Widow insane at date of husband's death is not barred from applying for dower until seven years after the removal of her disability. LaGrange Mills v. Kener, 121 Ga. 429, 49 S.E. 300 (1904).

Lucid intervals may be aggregated to bar action.

- Though no prescription works against the rights of an insane person so long as the insanity continues, yet different lucid intervals, amounting in the aggregate to as much as seven years, may be put together, and the effect will be to bar the right of action. Verdery v. Savannah, F. & W. Ry., 82 Ga. 675, 9 S.E. 1133 (1889).

As a general rule, a party cannot hold a lien on one's own property; and this is never allowed except when equity intervenes to protect the title and thereby prevent a failure of justice. Wrenn v. Massell Inv. Co., 56 Ga. App. 802, 194 S.E. 263 (1937).

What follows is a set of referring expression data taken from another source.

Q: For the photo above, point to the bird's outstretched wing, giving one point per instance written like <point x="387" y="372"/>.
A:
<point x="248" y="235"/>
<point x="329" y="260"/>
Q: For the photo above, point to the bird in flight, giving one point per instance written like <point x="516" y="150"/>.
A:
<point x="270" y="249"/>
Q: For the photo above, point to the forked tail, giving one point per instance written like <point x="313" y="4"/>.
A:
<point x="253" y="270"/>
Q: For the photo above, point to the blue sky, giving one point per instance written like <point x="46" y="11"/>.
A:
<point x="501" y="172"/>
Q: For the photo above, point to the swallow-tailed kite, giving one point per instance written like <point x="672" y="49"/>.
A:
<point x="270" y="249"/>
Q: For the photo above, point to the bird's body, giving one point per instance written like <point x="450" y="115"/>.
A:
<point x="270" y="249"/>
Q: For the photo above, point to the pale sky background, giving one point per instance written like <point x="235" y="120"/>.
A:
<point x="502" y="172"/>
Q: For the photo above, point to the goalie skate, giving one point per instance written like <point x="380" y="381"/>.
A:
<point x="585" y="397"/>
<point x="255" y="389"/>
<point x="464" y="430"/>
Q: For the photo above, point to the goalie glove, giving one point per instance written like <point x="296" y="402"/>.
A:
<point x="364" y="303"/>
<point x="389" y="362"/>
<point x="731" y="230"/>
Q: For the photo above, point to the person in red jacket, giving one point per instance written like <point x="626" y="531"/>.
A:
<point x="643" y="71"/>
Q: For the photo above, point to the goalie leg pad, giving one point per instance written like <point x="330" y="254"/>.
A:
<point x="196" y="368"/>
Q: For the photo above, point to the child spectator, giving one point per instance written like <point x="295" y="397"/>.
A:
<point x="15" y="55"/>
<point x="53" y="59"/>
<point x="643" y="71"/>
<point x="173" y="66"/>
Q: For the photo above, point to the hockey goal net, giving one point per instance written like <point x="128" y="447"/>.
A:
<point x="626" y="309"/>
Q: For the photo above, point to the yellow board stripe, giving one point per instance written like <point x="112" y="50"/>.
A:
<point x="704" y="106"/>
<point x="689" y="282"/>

Cited in Kelley v. Spivey, 182 Ga. 507, 185 S.E. 783 (1936); Latham v. Fowler, 192 Ga. 686, 16 S.E.2d 591 (1941); Gay v. Radford, 207 Ga. 38, 59 S.E.2d 915 (1950); Blanton v. Moody, 265 F.2d 533 (5th Cir. 1959); Jordan v. Robinson, 229 Ga. 761, 194 S.E.2d 452 (1972); Whitworth v. Whitworth, 233 Ga. 53, 210 S.E.2d 9 (1974); Mobley v. Jackson Chapel Church, 281 Ga. 122, 636 S.E.2d 535 (2006).